Auch dank der Erfolge ein Level darunter, in der Europa League, spielte England in der Uefa-Fünfjahreswertung zum zweiten Mal in Folge die meisten Punkte ein. Bei Finalist Chelsea etwa arbeitet mit Maurizio Sarri einer der spannendsten Trainer dieser Tage. „Was die für ein Tempo, für eine körperliche Präsenz haben, habe ich noch nicht erlebt“, sagte Frankfurts Martin Hinteregger nach dem Halbfinal-Hinspiel gegen die Londoner.
Tatsächlich waren vor allem die deutschen Klubs die Leidtragenden des englischen Siegeszugs. Im Achtelfinale der Champions League waren Bayern, Dortmund und Schalke gegen Liverpool und Co. chancenlos, in der Europa League besiegelte Chelsea das vierte deutsche Aus gegen England.

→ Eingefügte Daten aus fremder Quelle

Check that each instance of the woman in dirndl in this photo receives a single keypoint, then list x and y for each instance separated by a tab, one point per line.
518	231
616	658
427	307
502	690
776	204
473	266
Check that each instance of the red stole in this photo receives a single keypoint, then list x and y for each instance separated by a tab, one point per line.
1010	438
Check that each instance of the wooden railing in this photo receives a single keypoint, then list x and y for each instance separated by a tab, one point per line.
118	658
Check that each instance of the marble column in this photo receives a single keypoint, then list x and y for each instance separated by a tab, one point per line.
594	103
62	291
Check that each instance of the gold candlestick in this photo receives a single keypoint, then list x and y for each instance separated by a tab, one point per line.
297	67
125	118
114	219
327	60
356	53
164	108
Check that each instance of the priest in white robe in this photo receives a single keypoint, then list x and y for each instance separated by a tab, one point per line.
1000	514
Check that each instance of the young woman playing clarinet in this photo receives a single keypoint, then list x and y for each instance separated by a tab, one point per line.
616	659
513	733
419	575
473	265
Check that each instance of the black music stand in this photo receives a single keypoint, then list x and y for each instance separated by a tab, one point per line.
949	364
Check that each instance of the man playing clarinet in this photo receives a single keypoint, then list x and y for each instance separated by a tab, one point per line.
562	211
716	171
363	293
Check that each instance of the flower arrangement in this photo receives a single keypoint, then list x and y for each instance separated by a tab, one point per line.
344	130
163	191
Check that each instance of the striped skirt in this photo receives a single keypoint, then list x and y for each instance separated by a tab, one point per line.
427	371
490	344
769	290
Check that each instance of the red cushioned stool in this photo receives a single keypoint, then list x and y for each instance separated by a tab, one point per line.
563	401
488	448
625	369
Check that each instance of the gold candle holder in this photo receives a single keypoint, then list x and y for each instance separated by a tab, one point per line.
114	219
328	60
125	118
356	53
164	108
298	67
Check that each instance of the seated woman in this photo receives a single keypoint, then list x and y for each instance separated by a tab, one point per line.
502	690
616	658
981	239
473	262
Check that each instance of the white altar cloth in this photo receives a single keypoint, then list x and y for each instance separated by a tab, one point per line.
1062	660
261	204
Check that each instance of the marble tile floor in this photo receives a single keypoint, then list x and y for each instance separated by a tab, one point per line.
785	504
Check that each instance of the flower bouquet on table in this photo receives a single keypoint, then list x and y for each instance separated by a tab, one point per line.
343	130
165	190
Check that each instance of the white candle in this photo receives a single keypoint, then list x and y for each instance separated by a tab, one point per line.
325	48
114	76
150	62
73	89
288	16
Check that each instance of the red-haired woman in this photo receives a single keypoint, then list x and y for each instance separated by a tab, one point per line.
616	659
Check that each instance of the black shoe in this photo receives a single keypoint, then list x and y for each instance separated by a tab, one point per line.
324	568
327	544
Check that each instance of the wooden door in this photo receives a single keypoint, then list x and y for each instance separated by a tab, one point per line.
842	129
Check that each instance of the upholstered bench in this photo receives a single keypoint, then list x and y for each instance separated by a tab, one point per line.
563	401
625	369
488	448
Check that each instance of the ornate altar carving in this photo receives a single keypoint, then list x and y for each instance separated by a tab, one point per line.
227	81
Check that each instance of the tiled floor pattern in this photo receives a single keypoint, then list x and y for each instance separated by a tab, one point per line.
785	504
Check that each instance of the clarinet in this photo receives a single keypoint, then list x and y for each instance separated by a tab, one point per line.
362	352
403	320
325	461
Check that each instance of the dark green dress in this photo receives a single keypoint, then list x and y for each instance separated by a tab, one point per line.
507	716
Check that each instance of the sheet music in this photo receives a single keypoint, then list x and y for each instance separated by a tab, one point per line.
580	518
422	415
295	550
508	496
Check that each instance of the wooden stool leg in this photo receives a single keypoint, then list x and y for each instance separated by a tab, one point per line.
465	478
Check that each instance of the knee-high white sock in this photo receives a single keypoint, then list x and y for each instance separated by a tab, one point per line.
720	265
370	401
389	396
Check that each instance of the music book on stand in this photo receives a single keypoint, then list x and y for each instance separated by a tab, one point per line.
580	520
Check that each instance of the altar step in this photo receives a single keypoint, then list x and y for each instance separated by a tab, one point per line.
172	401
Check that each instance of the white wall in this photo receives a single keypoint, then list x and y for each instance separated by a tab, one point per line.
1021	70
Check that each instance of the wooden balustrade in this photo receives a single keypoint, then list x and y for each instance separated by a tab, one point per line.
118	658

Der härteste nationale Konkurrenzkampf – City könnte die erste erfolgreiche Titelverteidigung seit Manchester United 2008/09 gelingen –, die meisten Bewerbe und eine Saison ohne Winterpause sind kein Nachteil mehr. Die englischen Teams haben sich angepasst, haben in die Kaderplanung und die Regeneration investiert.
Vom Vormarsch der Klubs profitieren auch die Nationalteams. England ist amtierender U20- und U17-Weltmeister, Ansätze einer kommenden goldenen Generation waren auch schon bei der WM im Vorjahr in Russland zu beobachten (Halbfinale). Titelhunger. Aber kann dieser englische Höhenflug anhalten? Fakt ist, viele Topklubs auf dem Kontinent befinden sich im Umbruch: Real Madrid etwa, auch die Bayern, bei Juventus, steht ein solcher bevor. In England hingegen stimmt gerade jetzt die Mischung. Gute Jugendarbeit, hochprofessionelles Umfeld, gute Altersstruktur im Kader. Und Spieler, die noch nicht allzu viel gewonnen haben, also noch titelhungrig sind.